Так, ладно. Сейчас мне нужен телефон. Я быстро окинула свою комнату на предмет такового, но своего новенького айфона не заметила: неужели я его потеряла? Это бы объяснило отсутствие звонков от Макса. Ужас какой, надо срочно позвонить ему с маминого телефона. Мы еще поругались сутки назад, что он мог нафантазировать? Черт…
Пока я в панике рыскала по комнате, случайно наткнулась на свой старый телефон. Вообще-то, я оставила его маме, но та со временем купила аппарат получше, а что стало с этим не упоминала. Похоже, так и лежал в моей комнате. И не грех им воспользоваться, если речь идет о вопросе жизни и смерти. То есть о моей жизни. И о работе. Я включила телефон, убедилась, что сеть ловит и набрала номер, который помнила наизусть.

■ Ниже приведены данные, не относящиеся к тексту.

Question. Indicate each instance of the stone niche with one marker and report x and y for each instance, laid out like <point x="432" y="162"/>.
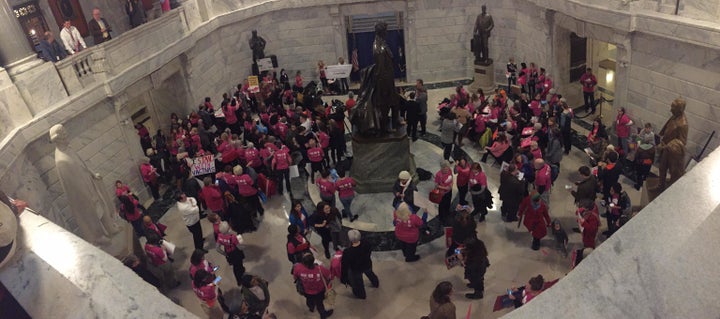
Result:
<point x="378" y="161"/>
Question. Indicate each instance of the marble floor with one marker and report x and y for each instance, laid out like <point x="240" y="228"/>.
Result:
<point x="404" y="287"/>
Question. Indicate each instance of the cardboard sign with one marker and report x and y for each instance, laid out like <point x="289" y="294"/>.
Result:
<point x="254" y="84"/>
<point x="338" y="71"/>
<point x="203" y="165"/>
<point x="265" y="64"/>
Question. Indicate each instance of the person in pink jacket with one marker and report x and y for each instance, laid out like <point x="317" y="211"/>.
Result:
<point x="212" y="196"/>
<point x="443" y="182"/>
<point x="314" y="278"/>
<point x="407" y="230"/>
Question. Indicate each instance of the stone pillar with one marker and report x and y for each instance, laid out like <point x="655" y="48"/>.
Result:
<point x="13" y="43"/>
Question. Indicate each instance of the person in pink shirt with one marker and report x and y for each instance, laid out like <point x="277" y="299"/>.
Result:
<point x="212" y="196"/>
<point x="462" y="169"/>
<point x="158" y="257"/>
<point x="478" y="185"/>
<point x="130" y="211"/>
<point x="197" y="262"/>
<point x="248" y="190"/>
<point x="589" y="82"/>
<point x="281" y="163"/>
<point x="622" y="129"/>
<point x="316" y="157"/>
<point x="231" y="119"/>
<point x="314" y="279"/>
<point x="230" y="242"/>
<point x="150" y="177"/>
<point x="205" y="289"/>
<point x="407" y="230"/>
<point x="346" y="191"/>
<point x="543" y="179"/>
<point x="444" y="182"/>
<point x="327" y="188"/>
<point x="252" y="156"/>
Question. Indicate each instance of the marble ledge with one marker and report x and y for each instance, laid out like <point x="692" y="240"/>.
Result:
<point x="56" y="274"/>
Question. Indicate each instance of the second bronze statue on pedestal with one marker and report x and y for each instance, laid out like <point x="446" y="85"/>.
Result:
<point x="378" y="96"/>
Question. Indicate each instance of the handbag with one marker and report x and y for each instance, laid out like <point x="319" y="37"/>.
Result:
<point x="435" y="196"/>
<point x="330" y="293"/>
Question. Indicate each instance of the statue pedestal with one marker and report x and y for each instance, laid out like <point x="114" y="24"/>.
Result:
<point x="484" y="78"/>
<point x="378" y="161"/>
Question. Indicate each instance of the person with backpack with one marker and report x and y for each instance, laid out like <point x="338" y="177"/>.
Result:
<point x="617" y="204"/>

«Номер, который вы набираете, не существует» – сообщил автоматический голос.
– Да что ты говоришь?! – рявкнула я ни в чем неповинному телефону.
– Это ты мне? – услышала я мамулин голос.
– Нет!
Еще пять попыток ничем мне не помогли, автоматическая стерва продолжала утверждать, что номера не существует. Такого быть не могло, все пять раз я проверяла: цифры набраны правильно. Забыть их – не вариант. Может, конечно, с моим зрением приключилась совсем хитрая беда и я начала путать цифры, но всерьез в это не верилось. Тяжко вздохнув, позвонила Максиму – та же история. И еще раз. И еще, уже не надеясь на иной результат. Что происходит вообще?

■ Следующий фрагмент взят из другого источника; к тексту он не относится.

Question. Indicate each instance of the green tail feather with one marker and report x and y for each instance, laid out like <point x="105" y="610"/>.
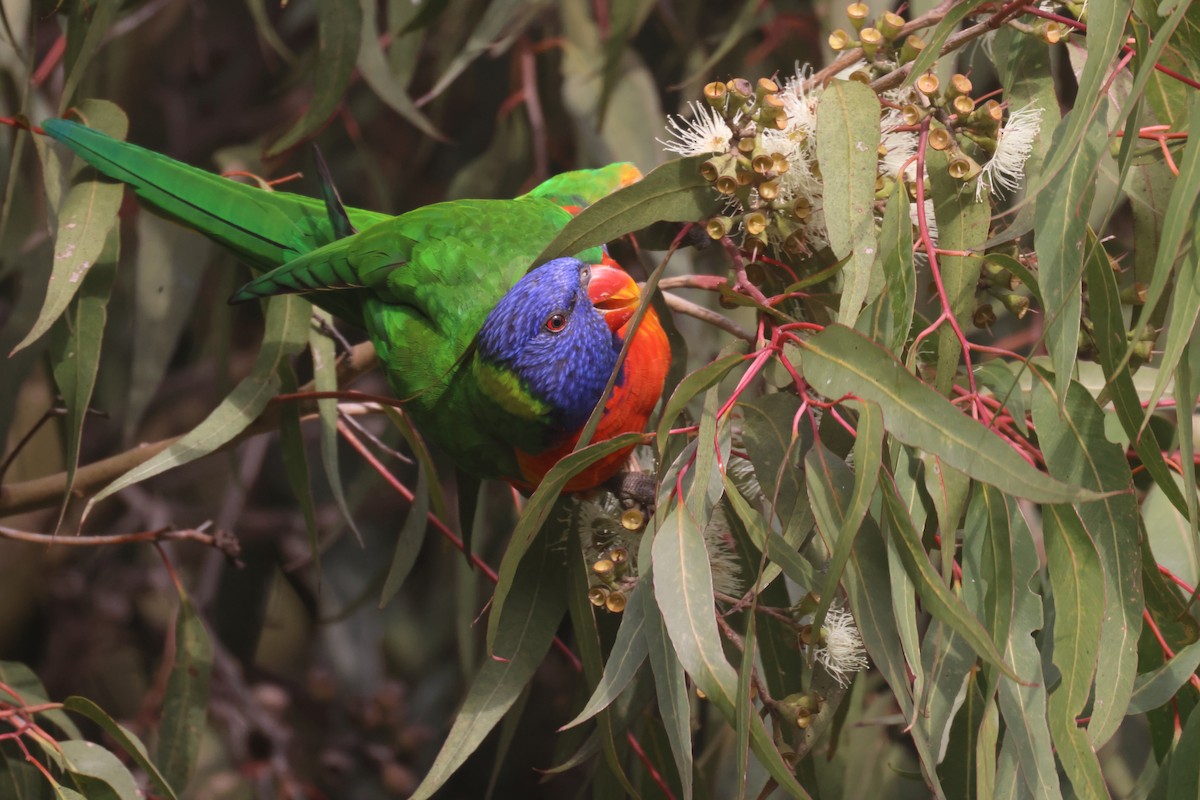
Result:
<point x="263" y="228"/>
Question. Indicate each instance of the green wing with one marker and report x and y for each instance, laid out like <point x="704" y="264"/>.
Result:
<point x="582" y="187"/>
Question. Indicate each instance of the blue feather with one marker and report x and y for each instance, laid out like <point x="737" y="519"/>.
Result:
<point x="564" y="368"/>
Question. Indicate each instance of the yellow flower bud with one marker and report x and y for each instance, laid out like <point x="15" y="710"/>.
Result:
<point x="615" y="602"/>
<point x="940" y="139"/>
<point x="928" y="84"/>
<point x="755" y="222"/>
<point x="714" y="94"/>
<point x="889" y="25"/>
<point x="911" y="48"/>
<point x="717" y="228"/>
<point x="870" y="40"/>
<point x="839" y="41"/>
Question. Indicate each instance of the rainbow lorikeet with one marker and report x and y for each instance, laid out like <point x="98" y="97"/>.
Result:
<point x="501" y="368"/>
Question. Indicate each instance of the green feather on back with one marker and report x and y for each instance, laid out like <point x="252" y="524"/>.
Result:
<point x="421" y="283"/>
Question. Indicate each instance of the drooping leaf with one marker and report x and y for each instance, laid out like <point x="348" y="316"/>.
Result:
<point x="535" y="513"/>
<point x="186" y="699"/>
<point x="627" y="656"/>
<point x="1077" y="450"/>
<point x="670" y="680"/>
<point x="1001" y="555"/>
<point x="1079" y="603"/>
<point x="121" y="735"/>
<point x="87" y="214"/>
<point x="683" y="585"/>
<point x="1059" y="240"/>
<point x="287" y="328"/>
<point x="847" y="152"/>
<point x="534" y="609"/>
<point x="99" y="771"/>
<point x="339" y="26"/>
<point x="1183" y="262"/>
<point x="838" y="361"/>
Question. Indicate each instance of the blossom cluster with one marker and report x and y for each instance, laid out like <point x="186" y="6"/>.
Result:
<point x="762" y="143"/>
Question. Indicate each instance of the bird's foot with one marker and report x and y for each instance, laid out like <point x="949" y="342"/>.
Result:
<point x="634" y="489"/>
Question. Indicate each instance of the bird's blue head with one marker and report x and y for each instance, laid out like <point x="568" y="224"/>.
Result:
<point x="547" y="335"/>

– Я ушла на работу, – заглянув в комнату, сообщила мама. – А ты собирайся и даже не думай опять завалиться спать. Саша приедет и заберет тебя, поняла? Никакой жалости к себе, руки в ноги – и вперед!
Опять ничего не понятно.
– Саша? Куда он меня заберет?
Мама красочно закатила глаза:
– Собирайся и спускайся вниз, Рина. Мое терпение заканчивается.
Сейчас меня редко кто звал Риной, но в семье было так принято. Папина идея, якобы чтобы окружающие не забывали, что я не обычная Сашка и даже не Александра. По мне, Сашка куда лучше, чем какая-то неудобоваримая Рина. Ну и не сложно догадаться, кому принадлежала светлая идея дать мне интересное имя.
– Кстати, где папа? – поинтересовалась я вдогонку. Вроде он должен быть дома, но с ним трудно быть уверенной в чем-либо.
– Ты что?! Он уже месяц как в Каире. Или в Алжире? Всегда путала…
– Опять уехал и ничего не сказал? – вздохнула я. Ох уж эти путешественники.
Папа у меня был археологом и постоянно отсутствовал. Когда-то он преподавал на кафедре местного университета, но долго там не продержался, его натура жаждала странствий и приключений. Он срывался на очередные раскопки и пропадал там, иногда не меньше года. За все время я видела папу не больше десятка раз, он больше походил на призрака, чем на реального человека. Мы с мамой его часто обсуждали, казалось, он реальный член семьи, но… но на самом деле все, что папа сделал для нашей семьи – это дал мне имя.
Александрина. Конечно, папа выкопал имя в недрах обожаемой работы. Александрина – исследовательница Африки. Не знаю насчет знаменитой, но вот папа о ней слышал и даже назвал меня в ее честь. Правда, тезку убили туареги, что вряд ли можно считать счастливой судьбой. Но у нее было призвание, она жила чем-то важным. Наверное, именно из-за отца я часто задумывалась о месте в жизни.
Мам уже начала злиться:
– Терпение, Рина, помнишь? Его уже нет. Отец говорил об отъезде тебе лично, ты обещала его проводить, но не пришла, чем его расстроила.